Here is a complete example bringing everything together:

from dataclasses import dataclass, field

@dataclass
class Student:
    name: str
    student_id: str
    gpa: float = 0.0
    grades: list[int] = field(default_factory=list)
    email: str | None = None
    courses: dict[str, str] = field(default_factory=dict)
s = Student(
    name="Nodira",
    student_id="2024030",
    gpa=3.7,
    grades=[90, 85, 92],
    email="nodira@alkhu.uz",
    courses={"CS201": "OOP", "MATH101": "Calculus"}
)

Forward References

Consider a class that references itself:

@dataclass
class Employee:
    name: str
    manager: Employee  # ERROR!

When Python encounters manager: Employee, the Employee class is not yet fully defined — it raises a NameError. The fix is to use a string instead:

@dataclass
class Employee:
    name: str
    manager: 'Employee'  # OK — forward reference

By using a string, you tell Python: “do not resolve this name now; check it later.” This is called a forward reference.
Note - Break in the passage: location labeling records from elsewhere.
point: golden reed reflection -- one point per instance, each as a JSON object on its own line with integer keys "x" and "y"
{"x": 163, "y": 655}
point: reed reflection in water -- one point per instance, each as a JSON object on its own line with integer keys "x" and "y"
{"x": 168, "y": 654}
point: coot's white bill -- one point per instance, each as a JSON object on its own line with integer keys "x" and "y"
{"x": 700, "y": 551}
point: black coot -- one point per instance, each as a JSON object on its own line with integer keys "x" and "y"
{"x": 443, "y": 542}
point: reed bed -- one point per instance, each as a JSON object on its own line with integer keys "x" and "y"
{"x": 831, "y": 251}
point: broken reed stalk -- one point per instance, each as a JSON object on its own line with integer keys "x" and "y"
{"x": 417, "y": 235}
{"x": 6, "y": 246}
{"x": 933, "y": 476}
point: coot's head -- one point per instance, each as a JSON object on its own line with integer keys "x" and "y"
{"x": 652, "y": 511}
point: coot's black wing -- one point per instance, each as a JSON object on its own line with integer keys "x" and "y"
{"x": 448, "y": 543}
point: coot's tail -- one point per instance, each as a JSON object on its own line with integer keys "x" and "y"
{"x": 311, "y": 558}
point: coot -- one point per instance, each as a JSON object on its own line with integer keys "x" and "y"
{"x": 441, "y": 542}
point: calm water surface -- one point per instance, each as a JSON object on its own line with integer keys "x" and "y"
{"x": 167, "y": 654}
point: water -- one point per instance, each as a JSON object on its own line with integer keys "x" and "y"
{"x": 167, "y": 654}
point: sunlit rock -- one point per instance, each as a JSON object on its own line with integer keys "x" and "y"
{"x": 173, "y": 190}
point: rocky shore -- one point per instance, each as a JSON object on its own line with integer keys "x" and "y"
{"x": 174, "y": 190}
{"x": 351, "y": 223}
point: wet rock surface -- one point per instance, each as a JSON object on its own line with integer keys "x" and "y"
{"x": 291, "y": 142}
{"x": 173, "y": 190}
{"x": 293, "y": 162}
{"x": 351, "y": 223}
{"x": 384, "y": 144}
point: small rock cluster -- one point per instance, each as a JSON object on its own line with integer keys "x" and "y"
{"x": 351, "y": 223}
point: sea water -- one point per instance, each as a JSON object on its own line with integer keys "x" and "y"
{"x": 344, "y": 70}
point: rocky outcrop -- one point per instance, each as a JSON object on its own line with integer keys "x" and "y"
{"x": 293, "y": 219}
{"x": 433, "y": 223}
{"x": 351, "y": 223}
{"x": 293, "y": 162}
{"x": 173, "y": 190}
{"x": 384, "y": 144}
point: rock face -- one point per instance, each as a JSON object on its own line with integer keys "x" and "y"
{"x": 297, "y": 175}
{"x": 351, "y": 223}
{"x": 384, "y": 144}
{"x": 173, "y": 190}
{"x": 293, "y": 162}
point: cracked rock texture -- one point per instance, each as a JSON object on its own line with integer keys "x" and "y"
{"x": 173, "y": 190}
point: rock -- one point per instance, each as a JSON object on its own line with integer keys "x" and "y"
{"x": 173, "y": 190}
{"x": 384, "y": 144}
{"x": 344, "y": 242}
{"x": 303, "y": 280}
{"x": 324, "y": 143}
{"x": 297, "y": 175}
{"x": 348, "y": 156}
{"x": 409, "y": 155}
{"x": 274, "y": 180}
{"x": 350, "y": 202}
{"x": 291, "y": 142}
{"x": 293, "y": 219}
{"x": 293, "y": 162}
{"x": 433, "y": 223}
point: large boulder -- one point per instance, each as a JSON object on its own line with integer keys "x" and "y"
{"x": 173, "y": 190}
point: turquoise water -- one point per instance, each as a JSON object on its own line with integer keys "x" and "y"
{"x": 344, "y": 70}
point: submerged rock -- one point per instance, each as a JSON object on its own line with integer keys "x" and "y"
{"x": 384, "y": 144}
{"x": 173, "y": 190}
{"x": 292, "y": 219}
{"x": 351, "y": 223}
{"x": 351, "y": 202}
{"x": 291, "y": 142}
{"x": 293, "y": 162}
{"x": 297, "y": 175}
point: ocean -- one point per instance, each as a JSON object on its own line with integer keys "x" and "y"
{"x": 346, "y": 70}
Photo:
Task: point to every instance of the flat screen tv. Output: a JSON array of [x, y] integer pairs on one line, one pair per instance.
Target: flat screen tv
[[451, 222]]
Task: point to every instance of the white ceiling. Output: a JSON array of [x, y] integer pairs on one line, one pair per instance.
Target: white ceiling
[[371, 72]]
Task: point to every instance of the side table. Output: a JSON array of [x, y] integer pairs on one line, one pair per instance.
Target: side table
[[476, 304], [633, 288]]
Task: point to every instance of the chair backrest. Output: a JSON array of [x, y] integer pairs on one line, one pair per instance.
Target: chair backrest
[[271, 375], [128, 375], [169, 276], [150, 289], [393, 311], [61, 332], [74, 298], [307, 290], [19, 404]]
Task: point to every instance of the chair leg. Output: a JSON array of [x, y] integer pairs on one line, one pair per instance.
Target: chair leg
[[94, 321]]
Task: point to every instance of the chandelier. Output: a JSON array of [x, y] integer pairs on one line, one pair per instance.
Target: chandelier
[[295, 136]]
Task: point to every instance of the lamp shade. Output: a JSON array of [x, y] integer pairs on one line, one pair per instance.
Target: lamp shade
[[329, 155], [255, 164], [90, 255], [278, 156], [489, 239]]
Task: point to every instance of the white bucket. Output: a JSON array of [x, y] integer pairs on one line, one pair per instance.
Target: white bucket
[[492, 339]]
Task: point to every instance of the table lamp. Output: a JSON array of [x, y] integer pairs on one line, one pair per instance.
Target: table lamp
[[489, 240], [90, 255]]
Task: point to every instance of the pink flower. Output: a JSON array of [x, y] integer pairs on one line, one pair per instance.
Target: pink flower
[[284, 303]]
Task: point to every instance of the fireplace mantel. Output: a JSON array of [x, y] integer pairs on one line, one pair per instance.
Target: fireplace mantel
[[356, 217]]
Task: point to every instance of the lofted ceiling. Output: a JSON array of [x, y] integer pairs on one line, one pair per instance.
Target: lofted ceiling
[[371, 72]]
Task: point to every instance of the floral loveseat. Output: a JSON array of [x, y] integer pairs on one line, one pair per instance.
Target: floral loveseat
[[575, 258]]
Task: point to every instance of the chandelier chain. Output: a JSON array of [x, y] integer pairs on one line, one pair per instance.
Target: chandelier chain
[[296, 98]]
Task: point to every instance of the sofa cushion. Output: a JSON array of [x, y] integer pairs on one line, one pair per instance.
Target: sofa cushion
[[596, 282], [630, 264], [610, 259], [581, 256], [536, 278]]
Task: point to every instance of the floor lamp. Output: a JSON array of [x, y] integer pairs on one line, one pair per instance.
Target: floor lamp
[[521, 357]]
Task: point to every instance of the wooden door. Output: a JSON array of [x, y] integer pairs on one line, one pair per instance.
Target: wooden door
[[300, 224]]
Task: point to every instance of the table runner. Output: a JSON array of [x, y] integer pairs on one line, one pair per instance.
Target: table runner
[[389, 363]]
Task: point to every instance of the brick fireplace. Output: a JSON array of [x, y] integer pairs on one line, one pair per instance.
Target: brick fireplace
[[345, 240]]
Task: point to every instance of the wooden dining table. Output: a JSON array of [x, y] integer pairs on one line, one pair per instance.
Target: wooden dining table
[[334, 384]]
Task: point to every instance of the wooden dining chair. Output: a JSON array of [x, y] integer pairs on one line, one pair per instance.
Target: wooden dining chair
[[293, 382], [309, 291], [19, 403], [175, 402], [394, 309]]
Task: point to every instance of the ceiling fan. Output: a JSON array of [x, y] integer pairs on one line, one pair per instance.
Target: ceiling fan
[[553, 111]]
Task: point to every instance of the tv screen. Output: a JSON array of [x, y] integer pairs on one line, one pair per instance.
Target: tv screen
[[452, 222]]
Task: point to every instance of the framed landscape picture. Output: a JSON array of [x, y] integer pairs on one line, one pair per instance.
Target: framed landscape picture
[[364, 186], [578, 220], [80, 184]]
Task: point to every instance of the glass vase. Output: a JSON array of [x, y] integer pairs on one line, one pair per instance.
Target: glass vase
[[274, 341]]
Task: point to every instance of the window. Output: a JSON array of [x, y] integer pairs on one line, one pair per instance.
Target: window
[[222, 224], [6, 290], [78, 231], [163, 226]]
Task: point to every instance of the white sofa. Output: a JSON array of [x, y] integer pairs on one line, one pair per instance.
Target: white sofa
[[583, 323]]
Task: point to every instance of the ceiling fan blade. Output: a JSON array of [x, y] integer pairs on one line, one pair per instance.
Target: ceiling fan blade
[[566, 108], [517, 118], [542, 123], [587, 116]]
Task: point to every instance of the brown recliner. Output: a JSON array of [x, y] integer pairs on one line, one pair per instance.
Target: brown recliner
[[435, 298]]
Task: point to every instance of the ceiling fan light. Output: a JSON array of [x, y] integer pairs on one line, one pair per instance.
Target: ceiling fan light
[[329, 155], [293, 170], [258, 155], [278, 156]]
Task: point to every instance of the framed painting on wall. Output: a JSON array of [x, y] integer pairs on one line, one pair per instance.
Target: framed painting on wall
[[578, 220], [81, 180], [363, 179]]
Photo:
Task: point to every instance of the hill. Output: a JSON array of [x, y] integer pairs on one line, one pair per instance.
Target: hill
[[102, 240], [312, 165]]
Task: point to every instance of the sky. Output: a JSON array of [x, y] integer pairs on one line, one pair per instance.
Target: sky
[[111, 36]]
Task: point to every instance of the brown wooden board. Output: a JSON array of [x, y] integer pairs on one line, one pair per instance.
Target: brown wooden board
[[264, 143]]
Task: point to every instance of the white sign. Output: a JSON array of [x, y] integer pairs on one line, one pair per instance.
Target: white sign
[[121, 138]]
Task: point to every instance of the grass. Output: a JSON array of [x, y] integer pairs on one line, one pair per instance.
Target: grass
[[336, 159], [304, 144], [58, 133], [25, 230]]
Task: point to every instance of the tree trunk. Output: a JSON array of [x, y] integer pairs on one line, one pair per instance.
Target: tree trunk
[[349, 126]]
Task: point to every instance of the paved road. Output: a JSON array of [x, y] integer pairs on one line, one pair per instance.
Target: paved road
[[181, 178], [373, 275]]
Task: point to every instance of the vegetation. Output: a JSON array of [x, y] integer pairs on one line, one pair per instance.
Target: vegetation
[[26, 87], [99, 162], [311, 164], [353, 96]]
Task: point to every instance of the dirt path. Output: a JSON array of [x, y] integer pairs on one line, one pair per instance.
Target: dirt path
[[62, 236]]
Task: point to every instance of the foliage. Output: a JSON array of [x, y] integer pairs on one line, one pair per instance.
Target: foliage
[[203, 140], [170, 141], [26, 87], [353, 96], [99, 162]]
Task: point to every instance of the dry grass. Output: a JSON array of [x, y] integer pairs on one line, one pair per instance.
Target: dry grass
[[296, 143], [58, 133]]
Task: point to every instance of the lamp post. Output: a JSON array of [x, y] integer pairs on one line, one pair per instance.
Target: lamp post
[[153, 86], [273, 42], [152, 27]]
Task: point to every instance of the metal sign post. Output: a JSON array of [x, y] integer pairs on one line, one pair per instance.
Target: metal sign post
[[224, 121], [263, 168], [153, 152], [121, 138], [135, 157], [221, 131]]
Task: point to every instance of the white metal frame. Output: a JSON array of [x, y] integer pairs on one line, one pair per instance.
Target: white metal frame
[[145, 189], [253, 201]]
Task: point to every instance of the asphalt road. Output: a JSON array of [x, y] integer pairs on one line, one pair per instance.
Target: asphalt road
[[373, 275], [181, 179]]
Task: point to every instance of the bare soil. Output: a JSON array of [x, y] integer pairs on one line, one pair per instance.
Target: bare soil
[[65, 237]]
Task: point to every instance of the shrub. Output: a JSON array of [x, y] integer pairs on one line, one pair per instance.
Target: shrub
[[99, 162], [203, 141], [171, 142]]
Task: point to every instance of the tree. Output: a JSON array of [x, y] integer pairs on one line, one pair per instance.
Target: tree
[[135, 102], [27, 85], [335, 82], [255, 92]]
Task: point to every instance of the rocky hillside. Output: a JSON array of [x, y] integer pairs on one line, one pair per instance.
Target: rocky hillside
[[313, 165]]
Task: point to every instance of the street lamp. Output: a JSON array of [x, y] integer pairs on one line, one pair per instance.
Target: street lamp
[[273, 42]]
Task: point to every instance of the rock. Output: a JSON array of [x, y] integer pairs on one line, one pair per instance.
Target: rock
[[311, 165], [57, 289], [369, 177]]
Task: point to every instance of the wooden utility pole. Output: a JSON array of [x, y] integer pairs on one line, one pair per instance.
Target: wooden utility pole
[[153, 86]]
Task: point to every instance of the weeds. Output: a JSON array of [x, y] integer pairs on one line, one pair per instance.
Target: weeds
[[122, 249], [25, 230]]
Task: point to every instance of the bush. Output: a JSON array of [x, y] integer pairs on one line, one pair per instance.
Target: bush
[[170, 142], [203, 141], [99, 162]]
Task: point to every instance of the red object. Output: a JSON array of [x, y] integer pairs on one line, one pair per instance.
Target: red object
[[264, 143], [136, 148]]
Forward references are needed in two situations:

  1. Self-reference: A class refers to itself (e.g., an employee whose manager is also an employee).
  2. Cross-reference: A class refers to another class defined later in the file.
@dataclass
class Gradebook:
    students: list['Student']  # Student is defined below

@dataclass
class Student:
    name: str

Type-Hinting Callable Objects

Functions passed as arguments can also be type-hinted using Callable from the typing module:

from typing import Callable

def apply_operation(x: int, y: int, operation: Callable[[int, int], int]) -> int:
    return operation(x, y)

def add(a: int, b: int) -> int:
    return a + b

result = apply_operation(5, 3, add)  # 8

Callable[[int, int], int] means a function that takes two int parameters and returns an int. The first part (inside the inner brackets) specifies the parameter types, and the second part specifies the return type.